Mais une présidentielle a sa logique interne. Elle doit être pour nous le
moment de régler tous les problèmes d’un coup. Celui de la forme de notre
organisation commune et de la participation des citoyens à l’action collective.
Tout le monde doit avoir conscience que des limites ont été atteintes dans la
patience des Français. Ce pays veut des solutions à ses problèmes. Il y a une
demande d’égalité, d’autorité et de
clarté. Je me sens prêt pour ça. » (Il ne l’enterre pas tout-à
fait, ouf !)
Soyons
clair
J’écris ces lignes (vendredi 11 décembre) sans attendre les
résultats du second tour, mon humeur me pousse à donner ma vision-à-moi du
Front de gauche qui a aussi sa légitimité, même si je n’ai pas la surface
médiatique du camarade Jean-Luc, ni les mêmes ambitions. Sans doute peut-être
un peu plus de clarté !
Le Front de gauche repose sur une donnée
incontournable : il rassemble des organisations différentes qui
s’inscrivent toutes dans des perspectives de transformations sociales, mais qui
gardent leur autonomie, leur organisation, leur personnalité et leur histoire.

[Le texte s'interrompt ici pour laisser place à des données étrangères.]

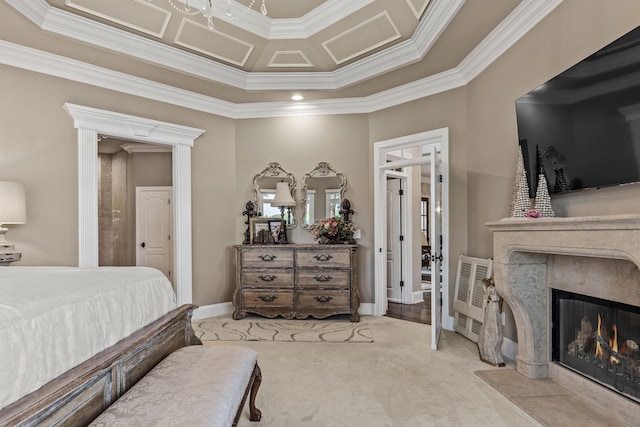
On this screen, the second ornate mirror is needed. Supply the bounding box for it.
[251,162,296,228]
[302,162,347,228]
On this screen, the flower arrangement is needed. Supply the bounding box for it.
[311,217,355,244]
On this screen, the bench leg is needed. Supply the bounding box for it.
[232,363,262,427]
[249,363,262,421]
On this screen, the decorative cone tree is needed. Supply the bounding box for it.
[534,173,556,218]
[509,150,531,218]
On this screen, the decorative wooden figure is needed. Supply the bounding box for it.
[478,277,504,366]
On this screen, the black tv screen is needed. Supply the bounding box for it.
[516,27,640,198]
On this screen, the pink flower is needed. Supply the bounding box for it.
[524,209,542,218]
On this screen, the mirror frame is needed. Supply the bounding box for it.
[300,162,347,230]
[251,162,297,229]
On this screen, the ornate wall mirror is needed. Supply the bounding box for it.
[251,162,296,228]
[302,162,347,228]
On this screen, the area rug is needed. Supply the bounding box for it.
[193,317,373,343]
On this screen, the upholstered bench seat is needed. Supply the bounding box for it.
[91,345,261,427]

Elles ont fait le pari de l’unité d’action sur un certain nombre de domaines,
en particulier sur des plans électoraux, et pour cela il est impératif qu’elles
mettent en œuvre des stratégies, si ce n’est uniformes, au moins relativement
proches, pour rester crédibles aux yeux des Français. La cacophonie est
suicidaire, même s’il est légitime que chacun cherche à faire entendre sa
petite musique.
Ne semons
pas la division.
On est souvent sur la corde raide et on peut donner trop
facilement le sentiment que la tentation de rouler pour soi est plus forte que
l’ambition de construire ensemble, si chaque fois que l’un dit blanc, l’autre
dit gris pâle, et que le troisième pense gris souris. Le responsable c’est
toujours l’autre qui n’a pas tout bien compris et qui sème la division.
C’est un scénario que nous avons malheureusement connu depuis
les présidentielles de 2012 et qui donne à Mélenchon l’impression
d’être « quasiment revenu à la case départ ». Dans un tel
processus politique on est condamné à avoir raison ensemble et pour cela à
rester à la fois modeste et ferme dans le souci de préserver l’unité. Les egos
démesurés, les déclarations fracassantes, les coups de gueule intempestifs,
sont à éviter, comme sont à endiguer les effusions sentimentales. Elles sont
trop souvent à l’œuvre sur le terrain politique et sont autant de risques de
perte de la lucidité minimale nécessaire pour construire une action publique
rarement simple.
Un front à
enrichir.
Ne négligeons jamais l’espoir que ceux qui nous écoutent avec
bienveillance veulent voir prendre
forme, l’espoir qu’il est possible de changer le désordre du monde, qu’il est
possible de le faire dans une action collective qui prenne en
compte les intérêts de ceux qui vivent durement et qui sont le peuple
La justice sociale, le
progrès social, l’émancipation de chacun par la promotion de tous, restent des
ambitions dignes et nobles : elles vont à l’encontre du déferlement de
haine, qui est l’horizon plombé de l’extrême droite. Elles ne suscitent pas des
enthousiasmes forcenés dans la droite présentable, la gauche
« hollandaise » les a oubliés en route. Alors ?
Il ne reste qu’un front d’irréductibles pour en parler
vraiment et tenter de les mettre en œuvre.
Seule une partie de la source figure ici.